# Problem with NLSolve: cant find x st f(x) =0

So, I have a code in matlab and I am trying to translate it to Julia.
Im not being able to run this NLSolve in Julia. It returns me a domain error… probably because there is x^eta, where eta = 0.5.

But what makes no sense for me is that it runs in matlab. I have even tried to use ’ fzero ’ in Julia, and it still does not work: returns domain problem (but with different error outcome).

I would not say there is an error in my function (PrivateF) itself because when I run only this function with arbitrary values, both Julia and Matlab returns the same value. For example, if x=10, both matlab and julia results are equal.

Therefore, I think the problem is in the optimization part of NLsolve / fzero (roots package).

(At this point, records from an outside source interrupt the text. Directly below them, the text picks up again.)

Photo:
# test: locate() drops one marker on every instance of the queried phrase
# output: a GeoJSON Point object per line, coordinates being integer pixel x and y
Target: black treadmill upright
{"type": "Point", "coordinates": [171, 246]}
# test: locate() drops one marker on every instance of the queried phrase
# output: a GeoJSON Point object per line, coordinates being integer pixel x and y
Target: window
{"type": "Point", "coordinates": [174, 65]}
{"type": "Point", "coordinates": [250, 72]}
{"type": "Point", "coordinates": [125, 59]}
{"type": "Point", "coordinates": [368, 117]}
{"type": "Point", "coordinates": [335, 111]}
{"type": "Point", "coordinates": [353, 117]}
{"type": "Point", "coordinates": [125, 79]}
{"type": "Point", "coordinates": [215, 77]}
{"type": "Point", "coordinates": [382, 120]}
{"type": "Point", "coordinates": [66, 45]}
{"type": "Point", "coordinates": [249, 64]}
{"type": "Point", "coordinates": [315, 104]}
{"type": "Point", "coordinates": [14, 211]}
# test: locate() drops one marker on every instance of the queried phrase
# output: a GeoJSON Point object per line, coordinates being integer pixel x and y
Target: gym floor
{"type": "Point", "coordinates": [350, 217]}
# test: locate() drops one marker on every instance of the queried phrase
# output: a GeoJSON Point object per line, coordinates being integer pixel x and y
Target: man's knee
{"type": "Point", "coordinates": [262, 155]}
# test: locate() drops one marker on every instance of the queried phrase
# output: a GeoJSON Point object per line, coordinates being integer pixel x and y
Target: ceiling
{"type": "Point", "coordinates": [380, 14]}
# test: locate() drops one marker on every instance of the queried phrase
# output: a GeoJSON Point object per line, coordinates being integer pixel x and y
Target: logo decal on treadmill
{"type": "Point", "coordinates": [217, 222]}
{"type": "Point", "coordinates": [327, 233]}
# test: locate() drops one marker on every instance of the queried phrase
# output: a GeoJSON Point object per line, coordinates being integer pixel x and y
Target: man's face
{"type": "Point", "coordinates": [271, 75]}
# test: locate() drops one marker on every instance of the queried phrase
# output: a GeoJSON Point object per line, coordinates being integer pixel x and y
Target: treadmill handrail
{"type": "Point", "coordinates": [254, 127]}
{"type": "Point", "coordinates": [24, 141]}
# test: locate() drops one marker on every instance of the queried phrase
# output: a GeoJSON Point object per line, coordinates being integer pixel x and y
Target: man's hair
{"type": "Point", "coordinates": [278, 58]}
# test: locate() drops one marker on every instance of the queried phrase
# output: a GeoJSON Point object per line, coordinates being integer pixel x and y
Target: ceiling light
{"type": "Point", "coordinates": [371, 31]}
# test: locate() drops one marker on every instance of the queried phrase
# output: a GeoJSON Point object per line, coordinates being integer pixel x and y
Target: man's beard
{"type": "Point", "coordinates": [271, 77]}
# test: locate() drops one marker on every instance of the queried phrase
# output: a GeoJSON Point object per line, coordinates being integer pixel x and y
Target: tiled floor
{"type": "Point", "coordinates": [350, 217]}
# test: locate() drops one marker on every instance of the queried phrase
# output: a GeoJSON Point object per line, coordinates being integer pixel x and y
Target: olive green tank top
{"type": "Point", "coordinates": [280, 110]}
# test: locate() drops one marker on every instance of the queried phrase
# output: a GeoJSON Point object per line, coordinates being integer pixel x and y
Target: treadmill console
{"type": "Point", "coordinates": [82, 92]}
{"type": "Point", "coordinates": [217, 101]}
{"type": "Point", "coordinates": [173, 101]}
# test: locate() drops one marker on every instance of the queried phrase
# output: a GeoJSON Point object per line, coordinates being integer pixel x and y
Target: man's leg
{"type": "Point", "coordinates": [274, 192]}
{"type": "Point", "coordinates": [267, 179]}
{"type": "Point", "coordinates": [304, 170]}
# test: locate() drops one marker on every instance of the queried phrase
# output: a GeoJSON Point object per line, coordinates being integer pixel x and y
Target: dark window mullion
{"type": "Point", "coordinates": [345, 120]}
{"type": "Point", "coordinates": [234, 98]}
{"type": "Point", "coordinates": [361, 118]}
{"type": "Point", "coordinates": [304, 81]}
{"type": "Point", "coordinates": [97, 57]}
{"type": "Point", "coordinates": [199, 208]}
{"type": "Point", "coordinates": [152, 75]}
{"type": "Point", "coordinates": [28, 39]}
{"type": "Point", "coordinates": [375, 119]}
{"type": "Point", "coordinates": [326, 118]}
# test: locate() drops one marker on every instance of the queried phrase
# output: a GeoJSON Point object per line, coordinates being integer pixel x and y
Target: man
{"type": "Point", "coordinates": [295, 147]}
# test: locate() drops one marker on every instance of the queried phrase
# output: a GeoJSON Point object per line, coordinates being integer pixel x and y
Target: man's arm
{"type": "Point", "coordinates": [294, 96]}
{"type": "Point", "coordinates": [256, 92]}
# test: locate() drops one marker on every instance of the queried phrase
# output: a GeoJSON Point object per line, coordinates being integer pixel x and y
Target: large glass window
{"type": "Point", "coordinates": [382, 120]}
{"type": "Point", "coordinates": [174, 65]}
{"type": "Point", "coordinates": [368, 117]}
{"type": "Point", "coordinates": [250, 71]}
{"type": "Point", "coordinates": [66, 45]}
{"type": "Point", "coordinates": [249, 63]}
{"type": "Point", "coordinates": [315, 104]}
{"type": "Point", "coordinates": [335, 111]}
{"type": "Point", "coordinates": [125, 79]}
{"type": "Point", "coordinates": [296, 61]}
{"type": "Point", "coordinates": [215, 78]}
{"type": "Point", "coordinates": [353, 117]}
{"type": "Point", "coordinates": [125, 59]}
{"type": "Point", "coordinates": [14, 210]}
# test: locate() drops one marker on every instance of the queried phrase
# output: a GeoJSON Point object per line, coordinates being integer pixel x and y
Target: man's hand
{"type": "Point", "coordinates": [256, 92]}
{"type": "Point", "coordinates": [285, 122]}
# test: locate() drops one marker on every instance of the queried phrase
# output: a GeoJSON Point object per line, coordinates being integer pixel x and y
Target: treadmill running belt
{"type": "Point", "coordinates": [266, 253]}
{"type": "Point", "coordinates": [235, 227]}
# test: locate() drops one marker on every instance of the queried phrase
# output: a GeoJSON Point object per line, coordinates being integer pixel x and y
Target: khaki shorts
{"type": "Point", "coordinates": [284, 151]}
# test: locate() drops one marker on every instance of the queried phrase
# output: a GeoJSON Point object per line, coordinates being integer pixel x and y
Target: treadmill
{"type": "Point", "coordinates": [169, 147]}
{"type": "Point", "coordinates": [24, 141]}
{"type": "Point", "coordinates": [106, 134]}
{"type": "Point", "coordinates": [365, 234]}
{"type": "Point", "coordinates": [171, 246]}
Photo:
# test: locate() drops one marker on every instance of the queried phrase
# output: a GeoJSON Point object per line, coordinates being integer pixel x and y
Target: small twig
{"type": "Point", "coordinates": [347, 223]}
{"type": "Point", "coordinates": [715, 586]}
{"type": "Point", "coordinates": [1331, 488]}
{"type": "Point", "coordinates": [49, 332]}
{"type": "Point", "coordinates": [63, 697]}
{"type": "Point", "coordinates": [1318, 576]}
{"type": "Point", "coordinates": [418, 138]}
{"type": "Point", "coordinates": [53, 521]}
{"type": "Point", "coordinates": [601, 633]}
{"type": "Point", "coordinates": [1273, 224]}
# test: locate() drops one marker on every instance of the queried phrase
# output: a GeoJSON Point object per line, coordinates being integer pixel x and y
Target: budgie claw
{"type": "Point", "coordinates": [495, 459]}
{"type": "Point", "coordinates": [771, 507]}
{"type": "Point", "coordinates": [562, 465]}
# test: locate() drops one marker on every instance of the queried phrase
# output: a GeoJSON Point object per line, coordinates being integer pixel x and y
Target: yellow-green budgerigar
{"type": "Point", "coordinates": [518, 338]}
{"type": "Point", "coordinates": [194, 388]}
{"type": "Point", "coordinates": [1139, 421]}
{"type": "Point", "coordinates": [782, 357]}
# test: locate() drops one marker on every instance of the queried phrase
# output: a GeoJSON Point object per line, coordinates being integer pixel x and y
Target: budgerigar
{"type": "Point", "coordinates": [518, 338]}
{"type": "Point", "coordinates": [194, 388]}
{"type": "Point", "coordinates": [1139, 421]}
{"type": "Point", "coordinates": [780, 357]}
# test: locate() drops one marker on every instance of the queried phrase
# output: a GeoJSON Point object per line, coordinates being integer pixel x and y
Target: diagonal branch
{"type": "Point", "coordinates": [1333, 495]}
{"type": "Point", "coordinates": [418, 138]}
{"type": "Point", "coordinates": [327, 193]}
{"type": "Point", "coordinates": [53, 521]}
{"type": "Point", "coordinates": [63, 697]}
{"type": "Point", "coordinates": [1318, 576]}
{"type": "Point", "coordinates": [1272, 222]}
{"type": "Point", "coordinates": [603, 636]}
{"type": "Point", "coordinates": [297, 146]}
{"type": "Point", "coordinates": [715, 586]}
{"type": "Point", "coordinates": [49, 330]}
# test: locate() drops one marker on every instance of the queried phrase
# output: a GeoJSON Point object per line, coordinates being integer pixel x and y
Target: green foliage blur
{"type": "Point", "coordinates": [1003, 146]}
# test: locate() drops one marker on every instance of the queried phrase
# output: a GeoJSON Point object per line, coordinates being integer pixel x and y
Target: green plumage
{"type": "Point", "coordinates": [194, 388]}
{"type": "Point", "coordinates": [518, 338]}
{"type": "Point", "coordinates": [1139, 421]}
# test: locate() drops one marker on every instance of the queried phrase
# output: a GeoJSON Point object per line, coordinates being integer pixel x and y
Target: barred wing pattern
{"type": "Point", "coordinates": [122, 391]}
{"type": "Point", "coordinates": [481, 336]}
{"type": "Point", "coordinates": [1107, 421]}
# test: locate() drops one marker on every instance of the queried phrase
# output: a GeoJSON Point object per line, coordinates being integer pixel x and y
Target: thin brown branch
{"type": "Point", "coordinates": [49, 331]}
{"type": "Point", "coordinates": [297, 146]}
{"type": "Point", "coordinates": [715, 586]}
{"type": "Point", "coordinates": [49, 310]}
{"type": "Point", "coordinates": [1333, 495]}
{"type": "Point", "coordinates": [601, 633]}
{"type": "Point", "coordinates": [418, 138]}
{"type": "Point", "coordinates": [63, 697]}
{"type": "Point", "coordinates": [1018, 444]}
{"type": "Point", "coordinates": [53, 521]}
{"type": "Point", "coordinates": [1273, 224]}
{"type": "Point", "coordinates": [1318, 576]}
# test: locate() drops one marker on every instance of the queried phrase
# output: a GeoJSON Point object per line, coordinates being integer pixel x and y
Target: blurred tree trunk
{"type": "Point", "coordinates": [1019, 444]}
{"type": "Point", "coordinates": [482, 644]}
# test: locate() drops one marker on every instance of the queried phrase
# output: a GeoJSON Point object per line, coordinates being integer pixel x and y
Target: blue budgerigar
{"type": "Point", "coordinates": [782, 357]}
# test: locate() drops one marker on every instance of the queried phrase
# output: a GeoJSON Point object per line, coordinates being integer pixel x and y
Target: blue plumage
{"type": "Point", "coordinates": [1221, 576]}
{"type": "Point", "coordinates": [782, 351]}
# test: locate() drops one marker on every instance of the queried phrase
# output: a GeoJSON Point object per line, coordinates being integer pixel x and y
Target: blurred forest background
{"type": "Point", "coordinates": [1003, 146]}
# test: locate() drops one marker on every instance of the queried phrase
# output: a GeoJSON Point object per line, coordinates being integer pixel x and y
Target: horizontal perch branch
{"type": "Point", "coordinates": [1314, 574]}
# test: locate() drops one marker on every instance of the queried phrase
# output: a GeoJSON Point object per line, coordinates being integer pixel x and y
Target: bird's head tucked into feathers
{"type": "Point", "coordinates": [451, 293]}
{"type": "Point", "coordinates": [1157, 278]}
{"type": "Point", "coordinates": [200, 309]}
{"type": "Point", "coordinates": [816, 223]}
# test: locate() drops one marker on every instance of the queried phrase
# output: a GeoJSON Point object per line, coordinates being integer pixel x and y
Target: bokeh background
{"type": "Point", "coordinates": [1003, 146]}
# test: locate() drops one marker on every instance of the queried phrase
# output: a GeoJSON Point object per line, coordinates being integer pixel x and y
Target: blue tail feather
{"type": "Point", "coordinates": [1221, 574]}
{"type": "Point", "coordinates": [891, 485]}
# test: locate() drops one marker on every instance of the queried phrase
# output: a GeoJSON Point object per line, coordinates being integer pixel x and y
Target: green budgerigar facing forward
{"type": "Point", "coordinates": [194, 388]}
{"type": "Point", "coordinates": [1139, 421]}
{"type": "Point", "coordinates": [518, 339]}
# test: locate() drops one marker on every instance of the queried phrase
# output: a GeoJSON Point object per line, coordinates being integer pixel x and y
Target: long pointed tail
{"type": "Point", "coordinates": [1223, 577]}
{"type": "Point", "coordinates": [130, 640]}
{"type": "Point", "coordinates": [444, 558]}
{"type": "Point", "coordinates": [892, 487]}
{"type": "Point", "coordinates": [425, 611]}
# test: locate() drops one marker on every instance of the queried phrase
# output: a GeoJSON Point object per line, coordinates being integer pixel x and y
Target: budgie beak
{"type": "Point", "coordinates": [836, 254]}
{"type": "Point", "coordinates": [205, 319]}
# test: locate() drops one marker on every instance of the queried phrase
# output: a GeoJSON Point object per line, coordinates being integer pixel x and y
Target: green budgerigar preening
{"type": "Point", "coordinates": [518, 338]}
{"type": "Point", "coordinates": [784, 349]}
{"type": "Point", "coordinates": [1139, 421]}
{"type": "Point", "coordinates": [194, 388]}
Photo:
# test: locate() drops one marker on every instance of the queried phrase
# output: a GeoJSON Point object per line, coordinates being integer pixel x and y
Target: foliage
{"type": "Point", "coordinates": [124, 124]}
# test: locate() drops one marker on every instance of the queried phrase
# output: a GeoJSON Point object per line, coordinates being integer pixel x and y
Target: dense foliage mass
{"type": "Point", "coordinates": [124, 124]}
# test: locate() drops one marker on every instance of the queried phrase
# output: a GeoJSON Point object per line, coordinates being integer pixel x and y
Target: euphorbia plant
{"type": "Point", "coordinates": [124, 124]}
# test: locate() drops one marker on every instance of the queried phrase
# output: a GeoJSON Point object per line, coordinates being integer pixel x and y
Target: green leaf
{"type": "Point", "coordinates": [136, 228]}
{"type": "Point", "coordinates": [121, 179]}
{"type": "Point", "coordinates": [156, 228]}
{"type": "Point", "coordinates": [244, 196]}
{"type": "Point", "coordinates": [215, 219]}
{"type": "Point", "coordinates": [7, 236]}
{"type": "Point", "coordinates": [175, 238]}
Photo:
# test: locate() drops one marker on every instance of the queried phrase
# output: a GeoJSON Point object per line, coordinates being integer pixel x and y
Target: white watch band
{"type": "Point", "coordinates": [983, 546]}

The code is just below, both for matlab and Julia. If anyoen could help me, I would be extremaly grateful.

``````#Parameters
beta=0.5
r=0.0040;
tauu=0.0019;
kappa=14.1425;
zeta=1;
eta=0.5;
b=0.7395;
y=1.741;
s_p=0.007382165;

#%% Matlab
function F = PrivateF(x, kappa , zeta , eta , beta , y , b , s_p, rr, tauu)
F = [kappa *x(1)^(1-eta ) /zeta  - (1-beta )*(y -b )/(rr+tauu+s_p+beta *zeta *x(1)^eta )];
#

#% Solving system in Matlab
[theta ,fval,exitflag] = fsolve(@(x) PrivateF(x,kappa , zeta , eta , beta , y , b , s_p, r, tauu), x0 ,optimset('Display','off', 'TolFun',1.0e-009));

# end matlab code

### Julia
function PrivateF(x, kappa , zeta , eta , beta , y , b , s_p, rr, tauu)
F = [kappa *(x[1])^(1-eta ) / zeta  - (1-beta ) * (y -b )/(rr+tauu+s_p+beta *zeta *x[1]^eta )];
return F
end

#Solving system
x0 = [10.0]; #starting guess

f_aux = (x -> PrivateF(x, kappa , zeta , eta , beta , y , b , s_p, r, tauu))
theta  = nlsolve(f_aux, x0).zero

#even tried with fzero
theta = fzero(f_aux, x0[1])

``````

Thank you very much!

It looks like your function is only defined for positive `x` — so maybe `mcpsolve()` (from `NLsolve.jl`) is a better method for your case.

Does this work for you?

``````julia> theta  = nlsolve(x -> f_aux(max.(0.0, x)), x0).zero
1-element Vector{Float64}:
0.06408989836281948
``````

Thank you very much!!! Exactly the same outcome that I had in Matlab.

I didnt know this (max.(0.0,x)) formulation.

The error your original code produces, indicates that your (real) function `PrivateF` is defined only on the non-negative real axis. `max(0, x)` insulates `PrivateF` from any negative `x` the root-finding algorithm throws at it.